On raconte que l’officier était tellement gros qu’il lui était impossible de monter à cheval ; il devait donc se faire transporter dans une charrette tirée par un attelage de chevaux. On dit aussi qu’il a fait de nombreuses erreurs durant les campagnes cubaines. Mais, malgré ses défauts, Shafter était un fin gourmet. Il ne lui fallut que peu de temps pour découvrir la boisson préférée des patriotes cubains : un mélange de rhum, de jus de citron et de sucre. En le goûtant, il aurait déclaré : « Un seul ingrédient manque : la glace ! » Ce mélange serait habituel chez les Cubains : François Monti, dans un excellent article, affirme que le Daïquiri serait en quelque sorte le descendant du Canchánchara, une boisson répandue parmi les combattants luttant contre les colons espagnols durant la seconde moitié du XIXe siècle.
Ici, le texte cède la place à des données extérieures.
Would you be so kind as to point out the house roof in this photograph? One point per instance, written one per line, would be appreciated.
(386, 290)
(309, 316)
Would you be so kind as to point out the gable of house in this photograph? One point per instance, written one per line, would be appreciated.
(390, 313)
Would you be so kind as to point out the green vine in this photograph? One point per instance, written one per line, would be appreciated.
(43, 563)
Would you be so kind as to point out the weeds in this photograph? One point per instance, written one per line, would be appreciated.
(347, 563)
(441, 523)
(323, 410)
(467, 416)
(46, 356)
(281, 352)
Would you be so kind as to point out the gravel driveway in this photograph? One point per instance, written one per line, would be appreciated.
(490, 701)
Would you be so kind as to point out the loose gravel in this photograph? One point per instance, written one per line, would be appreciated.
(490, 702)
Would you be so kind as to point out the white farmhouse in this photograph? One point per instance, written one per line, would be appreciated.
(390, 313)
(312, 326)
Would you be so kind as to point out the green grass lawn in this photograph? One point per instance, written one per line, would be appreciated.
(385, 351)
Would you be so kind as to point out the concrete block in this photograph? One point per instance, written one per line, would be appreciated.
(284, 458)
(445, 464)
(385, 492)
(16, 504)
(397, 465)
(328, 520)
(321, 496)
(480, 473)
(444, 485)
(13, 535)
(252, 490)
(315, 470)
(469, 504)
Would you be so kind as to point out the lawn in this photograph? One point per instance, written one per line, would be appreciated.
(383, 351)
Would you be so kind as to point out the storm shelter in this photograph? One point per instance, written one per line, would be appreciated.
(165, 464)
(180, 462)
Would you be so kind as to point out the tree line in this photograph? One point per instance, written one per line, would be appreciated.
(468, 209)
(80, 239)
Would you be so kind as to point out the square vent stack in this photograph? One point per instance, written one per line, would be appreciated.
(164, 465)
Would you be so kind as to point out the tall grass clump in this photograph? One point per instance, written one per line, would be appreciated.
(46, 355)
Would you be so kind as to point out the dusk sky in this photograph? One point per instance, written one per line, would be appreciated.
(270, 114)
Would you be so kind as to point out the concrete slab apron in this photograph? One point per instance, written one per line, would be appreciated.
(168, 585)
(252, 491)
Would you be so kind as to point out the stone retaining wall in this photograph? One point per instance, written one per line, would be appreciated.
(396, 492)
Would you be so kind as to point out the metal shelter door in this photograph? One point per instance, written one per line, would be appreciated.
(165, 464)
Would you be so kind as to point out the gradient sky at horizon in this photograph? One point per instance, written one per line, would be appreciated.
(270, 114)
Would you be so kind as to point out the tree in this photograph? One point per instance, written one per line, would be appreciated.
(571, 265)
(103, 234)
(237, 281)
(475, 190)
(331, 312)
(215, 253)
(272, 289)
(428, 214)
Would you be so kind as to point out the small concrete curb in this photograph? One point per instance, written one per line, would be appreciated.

Une autre version existe, plus officielle, présente dans un ouvrage de H. I. Sanchez (El Arte del Cantinero. Los vinos y los licores, 1948). La date est incertaine (1896, 1898, 1905), mais mérite qu’on y réfléchisse : avant, pendant ou après la guerre ? Toujours est-il que des mines de fer sont ouvertes près du village de Daiquiri. L’ingénieur (ou « directeur des essais ») qui s’en occupe, un Américain nommé Jennings S. Cox, reçoit son homologue F. D. Pagliuchi. Le fait que les deux ingénieurs soient yankee peut laisser penser que les Etats-Unis occupent l’île : nous serions donc après 1899. Pagliuchi souhaite rencontrer Cox pour l’interroger sur l’exploitation d’une mine en vue d’en exploiter une du côté d’El Cobre, à l’ouest de Santiago de Cuba. Ils en discutent autour d’un verre. Les seuls ingrédients encore présents dans le cellier de Cox étaient du rhum blanc, des citrons verts, du sucre et de la glace ; ils frappent le tout et obtiennent un cocktail très frais. Pagliuchi le trouve évidemment exquis et demande : « Comment s’appelle ce cocktail ? » Cox lui répond : « Il n’a pas de nom : un rhum sour ! » Réplique cinématographique de Pagliuchi : « Non, ce n’est pas un nom digne d’un cocktail aussi fin et délicieux. On l’appellera Daiquiri. » Selon l’ouvrage de Sanchez, cette jolie histoire est racontée par Pagliuchi en personne. Une belle légende, invérifiable, quoique largement partagée. « Si la légende est plus belle que la vérité, imprimez la légende. », selon John Ford dans L’Homme qui tua Liberty Valence : une phrase parfaitement adaptée à la situation ! L’histoire n’est pas finie : les deux ingénieurs se rendent plus tard au Club Americano, à Santiago de Cuba, et demandent un Daiquiri. Evidemment, le barman ignore tout du doux cocktail. Cox lui montre et insiste sur l’aspect frappé à servir très frais. Les ingénieurs, malicieux, exigent ensuite de leurs amis de commander des Daiquiri à chaque fois qu’ils franchissent la porte du Club Americano. Comment réussir un plan com’ sans débourser un centavo ! Par la suite, l’amiral Lucius Johnson, officier médical, aurait diffusé la recette aux Etats-Unis, la présentant à l’Army & Navy Club de Washington DC, certainement entre 1909 et 1913. Un article du Miami Herald de 1937 confirmerait l’histoire de Johnson…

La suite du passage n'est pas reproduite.